Nada de esta España de voces a menudo discordantes le es ajeno a este heredero, que en alguna ocasión ha llegado a acercarse a saludar a un grupo de ciudadanos que habían acudido a recibirle con banderas republicanas. La suya es una misión heredada, impuesta desde la cuna, pero él la ejerce de un modo que se diría vocacional; bien por auténtica pasión, bien por un altísimo sentido del deber. «Sentirme útil -ha declarado- es lo que más me agrada».

Políticos, científicos, intelectuales... Todos los que han departido con él coinciden en destacar su trato afable y sencillo, su minuciosidad a la hora de preparar los discursos y una especie de curiosidad universal que le lleva a interesarse por todo y por todos. De ahí que tras una charla con don Felipe salgan encantados lo mismo el presidente del CSIC que Miguel Bosé. Como hombre de su generación, al Príncipe le interesa el fenómeno de la globalización, le preocupa el medio ambiente y le conmueve de manera especial el voluntariado humanitario. Que se siente parte de la sociedad sobre la que algún día deberá reinar lo demuestra el hecho de que se ha casado con una mujer trabajadora, sin título nobiliario alguno, y que antes de convertirse en Princesa de Asturias estaba, como casi todo el mundo, pagando una hipoteca.

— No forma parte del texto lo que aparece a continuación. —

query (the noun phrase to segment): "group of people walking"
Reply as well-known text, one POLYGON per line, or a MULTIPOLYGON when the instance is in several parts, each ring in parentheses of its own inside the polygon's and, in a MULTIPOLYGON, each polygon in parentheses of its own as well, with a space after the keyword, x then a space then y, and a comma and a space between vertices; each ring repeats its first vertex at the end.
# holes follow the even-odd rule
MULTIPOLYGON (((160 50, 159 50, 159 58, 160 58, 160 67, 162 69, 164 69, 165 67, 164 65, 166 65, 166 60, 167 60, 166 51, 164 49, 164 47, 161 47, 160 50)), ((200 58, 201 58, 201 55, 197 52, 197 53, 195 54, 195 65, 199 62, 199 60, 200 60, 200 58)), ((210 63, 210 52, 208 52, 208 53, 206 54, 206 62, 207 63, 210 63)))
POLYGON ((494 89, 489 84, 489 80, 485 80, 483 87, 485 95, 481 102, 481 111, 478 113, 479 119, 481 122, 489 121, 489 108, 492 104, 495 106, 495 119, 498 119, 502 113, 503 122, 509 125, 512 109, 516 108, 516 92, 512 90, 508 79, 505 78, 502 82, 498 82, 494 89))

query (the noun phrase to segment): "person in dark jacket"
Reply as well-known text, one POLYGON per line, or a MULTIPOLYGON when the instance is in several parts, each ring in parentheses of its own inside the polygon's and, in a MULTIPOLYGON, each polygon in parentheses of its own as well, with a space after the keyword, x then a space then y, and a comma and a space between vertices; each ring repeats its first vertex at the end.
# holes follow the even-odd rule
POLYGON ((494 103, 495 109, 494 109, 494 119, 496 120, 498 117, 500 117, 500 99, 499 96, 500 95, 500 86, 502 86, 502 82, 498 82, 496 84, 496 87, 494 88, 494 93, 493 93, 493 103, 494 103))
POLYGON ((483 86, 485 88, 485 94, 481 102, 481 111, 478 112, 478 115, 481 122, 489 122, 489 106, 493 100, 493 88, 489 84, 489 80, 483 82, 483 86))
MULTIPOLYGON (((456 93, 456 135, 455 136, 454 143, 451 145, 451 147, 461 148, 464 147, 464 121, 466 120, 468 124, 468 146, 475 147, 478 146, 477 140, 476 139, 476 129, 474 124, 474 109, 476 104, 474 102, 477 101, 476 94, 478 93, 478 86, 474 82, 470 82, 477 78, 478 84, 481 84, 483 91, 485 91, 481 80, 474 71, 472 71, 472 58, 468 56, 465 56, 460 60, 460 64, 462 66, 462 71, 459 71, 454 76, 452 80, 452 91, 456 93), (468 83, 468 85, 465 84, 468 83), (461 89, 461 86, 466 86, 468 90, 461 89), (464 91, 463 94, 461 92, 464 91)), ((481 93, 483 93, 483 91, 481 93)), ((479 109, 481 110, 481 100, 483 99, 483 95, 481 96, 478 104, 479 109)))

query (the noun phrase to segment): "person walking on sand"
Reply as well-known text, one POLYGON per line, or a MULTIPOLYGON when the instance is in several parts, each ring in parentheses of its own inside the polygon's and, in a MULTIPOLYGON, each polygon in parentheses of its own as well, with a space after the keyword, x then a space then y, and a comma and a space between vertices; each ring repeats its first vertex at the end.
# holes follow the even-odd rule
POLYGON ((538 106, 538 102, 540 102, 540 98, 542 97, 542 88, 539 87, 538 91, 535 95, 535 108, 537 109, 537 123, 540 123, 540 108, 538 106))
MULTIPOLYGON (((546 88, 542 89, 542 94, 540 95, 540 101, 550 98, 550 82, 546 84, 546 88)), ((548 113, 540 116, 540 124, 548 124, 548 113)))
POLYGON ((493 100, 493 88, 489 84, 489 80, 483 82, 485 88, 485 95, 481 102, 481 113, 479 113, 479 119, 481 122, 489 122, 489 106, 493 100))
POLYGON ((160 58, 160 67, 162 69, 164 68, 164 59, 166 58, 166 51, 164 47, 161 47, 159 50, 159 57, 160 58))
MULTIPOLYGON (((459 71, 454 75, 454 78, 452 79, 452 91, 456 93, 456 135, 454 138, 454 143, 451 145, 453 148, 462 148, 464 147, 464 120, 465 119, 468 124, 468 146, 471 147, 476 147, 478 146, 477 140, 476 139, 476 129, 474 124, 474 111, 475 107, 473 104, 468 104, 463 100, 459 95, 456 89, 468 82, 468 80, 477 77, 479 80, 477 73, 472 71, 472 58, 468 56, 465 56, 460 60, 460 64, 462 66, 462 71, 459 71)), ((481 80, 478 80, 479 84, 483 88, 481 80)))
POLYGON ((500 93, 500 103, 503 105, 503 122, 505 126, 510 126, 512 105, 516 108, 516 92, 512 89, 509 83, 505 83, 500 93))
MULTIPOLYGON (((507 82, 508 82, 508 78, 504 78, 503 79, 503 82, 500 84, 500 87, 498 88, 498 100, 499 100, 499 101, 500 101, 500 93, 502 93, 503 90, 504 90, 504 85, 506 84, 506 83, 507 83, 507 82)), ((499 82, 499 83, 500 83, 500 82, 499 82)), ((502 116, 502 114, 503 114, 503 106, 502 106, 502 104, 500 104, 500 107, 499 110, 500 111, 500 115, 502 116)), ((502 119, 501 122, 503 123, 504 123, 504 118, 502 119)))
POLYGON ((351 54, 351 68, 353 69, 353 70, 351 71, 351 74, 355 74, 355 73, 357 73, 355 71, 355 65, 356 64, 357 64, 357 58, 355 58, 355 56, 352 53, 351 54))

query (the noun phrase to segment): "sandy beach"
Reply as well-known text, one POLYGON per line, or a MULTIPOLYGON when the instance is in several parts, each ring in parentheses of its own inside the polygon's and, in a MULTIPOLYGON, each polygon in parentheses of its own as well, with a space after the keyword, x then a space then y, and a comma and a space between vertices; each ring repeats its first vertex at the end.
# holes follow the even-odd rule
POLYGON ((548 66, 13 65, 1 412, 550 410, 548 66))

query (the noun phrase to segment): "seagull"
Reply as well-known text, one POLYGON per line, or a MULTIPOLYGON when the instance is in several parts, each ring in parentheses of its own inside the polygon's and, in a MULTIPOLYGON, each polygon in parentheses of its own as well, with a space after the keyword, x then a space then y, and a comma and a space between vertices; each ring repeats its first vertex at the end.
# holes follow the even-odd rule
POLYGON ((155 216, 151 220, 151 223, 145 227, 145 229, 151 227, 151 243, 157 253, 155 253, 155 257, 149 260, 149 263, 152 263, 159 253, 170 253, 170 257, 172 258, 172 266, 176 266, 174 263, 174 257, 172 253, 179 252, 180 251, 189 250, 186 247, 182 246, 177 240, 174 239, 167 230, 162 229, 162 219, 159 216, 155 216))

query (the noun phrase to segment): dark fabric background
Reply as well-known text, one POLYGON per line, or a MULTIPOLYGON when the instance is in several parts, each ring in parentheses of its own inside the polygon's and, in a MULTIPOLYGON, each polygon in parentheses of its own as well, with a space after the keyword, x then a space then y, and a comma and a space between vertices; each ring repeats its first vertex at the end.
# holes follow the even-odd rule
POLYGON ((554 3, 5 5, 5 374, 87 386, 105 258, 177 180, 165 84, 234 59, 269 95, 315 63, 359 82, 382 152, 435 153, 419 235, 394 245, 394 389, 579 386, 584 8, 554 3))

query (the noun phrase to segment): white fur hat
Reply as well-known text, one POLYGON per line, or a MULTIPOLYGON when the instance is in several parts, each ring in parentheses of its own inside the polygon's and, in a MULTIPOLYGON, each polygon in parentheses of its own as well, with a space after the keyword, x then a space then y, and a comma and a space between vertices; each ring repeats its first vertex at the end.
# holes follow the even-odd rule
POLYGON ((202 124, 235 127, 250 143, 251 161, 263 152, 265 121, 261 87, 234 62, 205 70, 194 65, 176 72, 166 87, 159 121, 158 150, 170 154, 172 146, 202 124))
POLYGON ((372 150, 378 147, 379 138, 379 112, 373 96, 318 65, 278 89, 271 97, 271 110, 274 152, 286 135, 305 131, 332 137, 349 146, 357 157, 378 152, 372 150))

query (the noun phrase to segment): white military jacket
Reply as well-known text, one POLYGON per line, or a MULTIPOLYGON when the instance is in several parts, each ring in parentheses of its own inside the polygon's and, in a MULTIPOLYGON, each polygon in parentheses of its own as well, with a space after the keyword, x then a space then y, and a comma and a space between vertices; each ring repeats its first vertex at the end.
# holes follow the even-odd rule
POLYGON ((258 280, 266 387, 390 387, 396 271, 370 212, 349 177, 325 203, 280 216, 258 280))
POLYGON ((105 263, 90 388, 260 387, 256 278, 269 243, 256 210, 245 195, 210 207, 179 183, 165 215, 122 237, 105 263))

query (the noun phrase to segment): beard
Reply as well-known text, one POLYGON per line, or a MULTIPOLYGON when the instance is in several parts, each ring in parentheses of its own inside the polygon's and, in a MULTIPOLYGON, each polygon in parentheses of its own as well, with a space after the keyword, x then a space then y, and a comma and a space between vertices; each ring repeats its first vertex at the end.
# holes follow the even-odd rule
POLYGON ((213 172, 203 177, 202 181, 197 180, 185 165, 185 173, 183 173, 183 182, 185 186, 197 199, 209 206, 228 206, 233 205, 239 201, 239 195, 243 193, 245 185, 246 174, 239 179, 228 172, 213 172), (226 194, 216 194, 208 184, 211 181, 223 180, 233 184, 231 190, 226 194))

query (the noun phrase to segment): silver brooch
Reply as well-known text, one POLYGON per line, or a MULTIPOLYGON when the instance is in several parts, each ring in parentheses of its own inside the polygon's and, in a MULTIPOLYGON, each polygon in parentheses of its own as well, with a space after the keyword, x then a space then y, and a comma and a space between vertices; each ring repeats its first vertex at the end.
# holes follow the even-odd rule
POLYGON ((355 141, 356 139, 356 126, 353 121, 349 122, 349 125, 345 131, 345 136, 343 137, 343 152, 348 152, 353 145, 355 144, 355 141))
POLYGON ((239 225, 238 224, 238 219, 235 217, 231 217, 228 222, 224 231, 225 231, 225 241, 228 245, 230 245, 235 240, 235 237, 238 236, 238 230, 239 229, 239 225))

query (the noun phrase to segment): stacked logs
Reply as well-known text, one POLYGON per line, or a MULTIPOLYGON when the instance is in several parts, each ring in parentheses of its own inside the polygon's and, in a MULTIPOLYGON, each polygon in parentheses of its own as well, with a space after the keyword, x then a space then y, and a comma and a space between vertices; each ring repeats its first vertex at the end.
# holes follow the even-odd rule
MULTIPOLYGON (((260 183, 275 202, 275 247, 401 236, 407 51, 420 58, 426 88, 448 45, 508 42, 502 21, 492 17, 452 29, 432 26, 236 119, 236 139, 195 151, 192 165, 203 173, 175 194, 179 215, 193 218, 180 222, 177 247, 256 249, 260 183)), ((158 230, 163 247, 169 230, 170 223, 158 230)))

Moderno, pero sin pasarse -para cortarse el pelo siempre ha preferido a Euniciano, el barbero de la Zarzuela, que a un estilista fashion-, el Príncipe entra en los cuarenta preparado como no lo estuvo nunca un aspirante a la Corona española y en un momento personal muy dulce. Llega a cuarentón con buena planta y estupenda forma física, gracias al pádel, al esquí y a esas regatas en las que llegó a ser olímpico. Pero en estas cuatro décadas también habrá acumulado, como todo ser humano, sus pequeñas frustraciones. Entre ellas, la de haber sido un jugador de baloncesto mediocre, pese a su imponente altura. Y otra, precisamente por su estatura, la de ser demasiado alto para probar siquiera una vez el simulador donde se entrenan los astronautas. Y ahí le duele, porque su afición a la astronomía es enorme y le viene de antiguo, de los cuentos sobre estrellas y galaxias que le contaba de niño su querida abuela Federica.